Sunk on March the 31st, 1944, the Iro was a Japanese fleet oil tanker, and is arguably the most popular wreck Palau has to offer. The bow is at 20m / 66ft, whilst the stern drops to 36m / 125ft. She lies upright and is a massive 140m / 462ft long. Her shear size and numerous points of interest makes it impossible for divers to get bored. Infact, you would be hard pushed to see all of the wreck in just one dive. The ship herself is absolutely covered with coral and is teeming with life. Other than a large variety of small reef fish, divers can often see Trevally and Baracuda cruising around the wreck, as well as a number of Batfish, who seem to like hanging around the descent line. Visibility can vary greatly on this wreck however, and for no apparent reason, is completely unpredictable.
Sunk on March the 30th, 1944, the Helmet wreck was an unidentified Japanese cargo ship, and was only discovered in 1990. Her stern lies at 15m / 50ft, whilst her bow drops to 35m/116ft. She only measures a modest 58m/191ft, but don't let that put you off, for she's simply filled with fascinating artifacts. Sake bottles, ammunition shells and explosive charges litter the deck. Machine guns, rifles, old boots, boxes of shells and even a frying pan can be found near the stern. Gas masks stare back at you. Down in the holds, boxes of depth charges, helmet stacks, webbing and 3 large aircraft engines can be found. A fascinating dive.
A mellow dive, ideal for check out dives and novice divers. Alice's has very little to no current at all. Cruising along the gently sloping wall, divers can spot White Tip Sharks, Crocodile fish, Green and Hawksbill Turtles, as well as a variety of reef fish.

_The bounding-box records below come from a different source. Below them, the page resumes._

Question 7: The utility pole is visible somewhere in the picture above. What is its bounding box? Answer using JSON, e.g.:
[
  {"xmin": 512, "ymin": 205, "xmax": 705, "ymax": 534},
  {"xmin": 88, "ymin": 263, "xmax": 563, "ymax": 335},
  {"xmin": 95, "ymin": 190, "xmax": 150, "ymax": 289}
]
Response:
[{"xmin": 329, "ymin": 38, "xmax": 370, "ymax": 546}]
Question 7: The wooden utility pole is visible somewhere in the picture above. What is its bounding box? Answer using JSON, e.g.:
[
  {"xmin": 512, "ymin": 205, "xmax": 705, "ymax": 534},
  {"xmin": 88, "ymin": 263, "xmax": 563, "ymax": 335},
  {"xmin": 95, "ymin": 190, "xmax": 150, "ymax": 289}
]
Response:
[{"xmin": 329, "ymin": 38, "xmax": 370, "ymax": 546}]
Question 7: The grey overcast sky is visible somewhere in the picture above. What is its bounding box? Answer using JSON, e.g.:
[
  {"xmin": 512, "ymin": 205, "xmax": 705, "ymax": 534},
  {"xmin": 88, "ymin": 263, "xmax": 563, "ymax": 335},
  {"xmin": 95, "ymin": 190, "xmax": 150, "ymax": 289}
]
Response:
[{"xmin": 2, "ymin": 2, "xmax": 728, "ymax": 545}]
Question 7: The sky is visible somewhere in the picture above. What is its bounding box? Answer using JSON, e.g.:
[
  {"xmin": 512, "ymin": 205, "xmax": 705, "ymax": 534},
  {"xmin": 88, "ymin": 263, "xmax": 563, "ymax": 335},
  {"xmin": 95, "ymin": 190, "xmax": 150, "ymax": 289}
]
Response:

Boats more up outside a small channel that leads to the salt water lake. Divers then have approximately a 3 minute snorkel to reach the lake. Once there, descend to a depth of about 5m/17ft and start looking for the elusive Mandarinfish, ( a brightly coloured member of the Dragonet family), that hides out amongst coral rubble. The best time of day to spot these guys is at dusk, when they come out to mate. Photographing Mandarinfish requires the patience of a saint, but get it right and the results can be outstanding. Aside from Mandarinfish, divers can also find Triggerfish, Butterflyfish and Pajama Cardinalfish in the lake.